When not on location, or cozying up at one of their residences (such as Oakmont Drive in Los Angeles and Southridge Drive in Palm Springs), Steve McQueen and his wife Neile Adams cut a glamorous path across the globe. They vacationed with Princess Grace at Son Vida in Mallorca and spent romantic nights at the Hôtel de Crillon
in Paris, all the while dressed to the nines in Henri Bendel
. Flitting in and out of the limelight (it helped that tabloids were a tamer breed in those days), they were enviable Hollywood royals during the 50s and 60s, and style setters to the hilt. McQueen, of course, had a weakness for speeding—his many cars included 1956 Jaguar
XK SS, his 1969 Porsche
911, and a 1972 Mercedes
300-series—but he could also slow-burn an eternal flame. Sara Cline
gets the personal details on the couple's amorous adventures from Adams, who called her beloved “Esteban.”You and Steve were rising stars on Broadway when you met. When did you know it was love?
We went on a weekend drive, after a show I was in at the time. We were on a motorcycle, and there was a carload of friends behind us. It was freezing ass cold. We stopped for a bite to eat, and one of the guys said, ‘Steve, why don’t you let Neile ride with us? I can ride with you. It’s too cold.’ And I said, ‘No, I think I’m just gonna stay on the bike.’ Steve told me later, ‘That’s the moment I fell in love with you. Because I knew you were gonna stick with me, no matter what.’ Your marriage, at the time, was a source of international intrigue. What was it like to be Mrs. Steve McQueen?

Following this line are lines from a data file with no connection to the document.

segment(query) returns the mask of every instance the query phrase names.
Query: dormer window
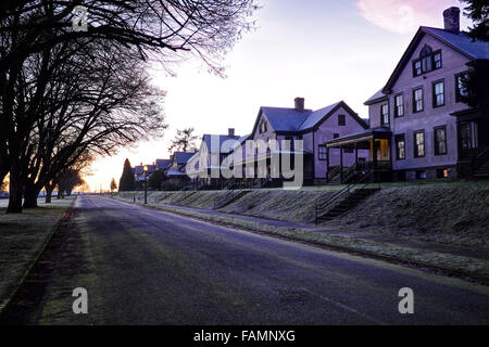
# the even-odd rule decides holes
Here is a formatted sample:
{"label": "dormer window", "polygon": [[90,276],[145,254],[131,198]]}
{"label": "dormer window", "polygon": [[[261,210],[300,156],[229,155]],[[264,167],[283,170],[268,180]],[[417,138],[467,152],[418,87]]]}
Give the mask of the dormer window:
{"label": "dormer window", "polygon": [[434,52],[429,46],[425,44],[419,52],[419,57],[413,61],[413,76],[441,68],[441,51]]}
{"label": "dormer window", "polygon": [[260,124],[260,133],[266,132],[266,121],[265,119],[262,120]]}

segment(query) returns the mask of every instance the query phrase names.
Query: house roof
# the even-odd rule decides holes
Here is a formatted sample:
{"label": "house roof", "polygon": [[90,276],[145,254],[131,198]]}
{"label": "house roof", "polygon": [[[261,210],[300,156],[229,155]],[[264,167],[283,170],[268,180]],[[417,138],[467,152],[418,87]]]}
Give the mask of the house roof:
{"label": "house roof", "polygon": [[457,49],[465,53],[468,57],[476,59],[489,59],[489,42],[473,41],[473,39],[464,31],[454,34],[439,28],[431,28],[422,26],[422,30],[438,38],[444,43]]}
{"label": "house roof", "polygon": [[311,110],[297,111],[284,107],[261,107],[275,131],[297,131],[311,114]]}
{"label": "house roof", "polygon": [[187,164],[188,159],[190,159],[193,155],[196,155],[195,152],[175,152],[172,159],[176,160],[177,165],[181,165]]}
{"label": "house roof", "polygon": [[213,150],[212,147],[213,139],[215,139],[214,141],[218,142],[221,153],[229,153],[241,138],[238,136],[230,137],[228,134],[205,133],[202,137],[202,141],[205,142],[205,145],[208,146],[209,151]]}
{"label": "house roof", "polygon": [[166,169],[170,165],[172,165],[171,159],[156,159],[156,167],[159,170]]}
{"label": "house roof", "polygon": [[380,89],[378,92],[376,92],[374,95],[372,95],[367,101],[364,102],[364,105],[372,105],[384,99],[387,99],[387,94],[385,94],[383,90],[384,88]]}
{"label": "house roof", "polygon": [[371,128],[366,129],[361,132],[354,132],[350,133],[344,137],[336,138],[329,141],[324,142],[327,146],[336,146],[339,144],[348,144],[348,143],[355,143],[360,141],[365,141],[369,138],[379,138],[379,139],[390,139],[392,137],[392,131],[389,128],[386,127],[377,127],[377,128]]}
{"label": "house roof", "polygon": [[362,118],[354,113],[344,101],[334,103],[329,106],[319,108],[317,111],[304,110],[297,111],[296,108],[283,107],[261,107],[253,132],[258,127],[260,116],[264,114],[268,119],[272,128],[278,132],[305,132],[314,129],[331,116],[339,107],[343,107],[350,116],[352,116],[362,127],[367,128],[367,125]]}
{"label": "house roof", "polygon": [[[386,86],[383,88],[383,93],[388,94],[390,92],[393,83],[404,69],[405,65],[409,63],[411,55],[425,35],[429,35],[438,41],[443,42],[444,44],[460,52],[462,55],[466,56],[469,60],[489,60],[489,42],[473,41],[464,31],[454,34],[444,29],[421,26],[416,35],[412,39],[410,46],[405,50],[404,54],[402,55],[401,60],[399,61],[398,65],[396,66],[396,69],[393,70]],[[373,103],[372,98],[365,102],[365,104],[369,103]]]}
{"label": "house roof", "polygon": [[239,145],[242,145],[250,137],[251,137],[251,133],[246,134],[246,136],[239,138],[239,140],[236,141],[236,143],[231,146],[230,152],[233,152],[234,150],[236,150],[236,147],[238,147]]}
{"label": "house roof", "polygon": [[334,110],[336,110],[336,107],[340,104],[341,102],[337,102],[333,105],[323,107],[321,110],[311,112],[308,116],[308,118],[304,120],[304,123],[301,125],[301,127],[299,128],[299,130],[308,130],[311,128],[314,128],[316,124],[318,124],[325,116],[329,115],[330,113],[334,112]]}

Other than the love, you have to understand that the world we lived in was rarefied. It was heady: we lived in castles, we partied with royalty––and we were just two kids from the wrong side of the tracks. I remember a party at [the English actor] Peter Lawford’s house for Jack Kennedy’s DNC win [JFK was nominated as the Democratic National Committee’s presidential candidate in 1960]. I’m standing next to Judy Garland, Marilyn Monroe. I remember walking into the living room, and Joe Kennedy was sitting there. I said, “Hi.” He said, ‘Hello.’ I asked if he thought “Jack” would win. He looked at me like I was out of my mind and said, ‘Of course he’s going to win.’ How did Steve propose?
He said he was coming out to California to make an honest woman out of me. I had no idea what that meant. You had a rather modern, utilitarian wedding for the times.
I never dreamed of a big wedding. I wasn’t ready to get married. Steve got the ring, planned everything. He wanted to get married in San Juan Capistrano [in California], because of the swallows. He rented a Thunderbird. It was just the two of us. We got pulled over on the freeway by these two cops who ended up as our witnesses, in this little Lutheran church. Did you have a proper honeymoon?
We blew up firecrackers on the beach in Ensenada [Mexico]. Today, you and Steve are revered as style icons. How did that evolve?
Steve knew what was right for him, and I knew what was right for me. We complemented each other; it was just instinct. Who, or what, was the biggest influence on your style?
Steve. He dated a lot of models before we met, and when minis came into style, he was the one who pointed out to me that they look better with flats and tights than heels. Did his good taste ever get him in trouble?
His good taste kept him occupied. He tore apart the XK SS [Jaguar
sports car similar to the D-Type] and rebuilt it. Our entire three-car garage was loaded with all this junk, but when that car was finished, it was beautiful. We bought it for $5,000––I know, because I wrote the check. It’s now in the Petersen Automotive Museum
, valued at $3,000,000. What role did Steve’s obsession with cars & motorcycles play in your life?
In all the years that we were together, I was on his motorbike three times a week, at least. I’d wear my little silk bandana, little silk blouse, little silk pants (from JAX), and we’d go zooming on the highway at 100 miles per hour, zipping between cars. We were never in an accident. Steve’s accidents always occurred on the racetracks, but never in the street––which is amazing when you think about it. What was your most memorable road trip?
After the six day trials in Germany, there were five of us, split between a van and a sports car, driving through the Pyrenees at night. We figured we’d come across a bed and breakfast, but it was impossible. We were wandering around this little town looking for something, and some woman hanging off a balcony called out, ‘Vous êtes
Josh Randall?’ And I poked Steve in the ribs and said, ‘Say oui
!’ So they invited us in. Lo and behold, it was a brothel. They closed it down and gave us the most comfortable room, and the next morning all these prostitutes fed us breakfast. Steve signed a bunch of autographs and we were off. It was fucking great.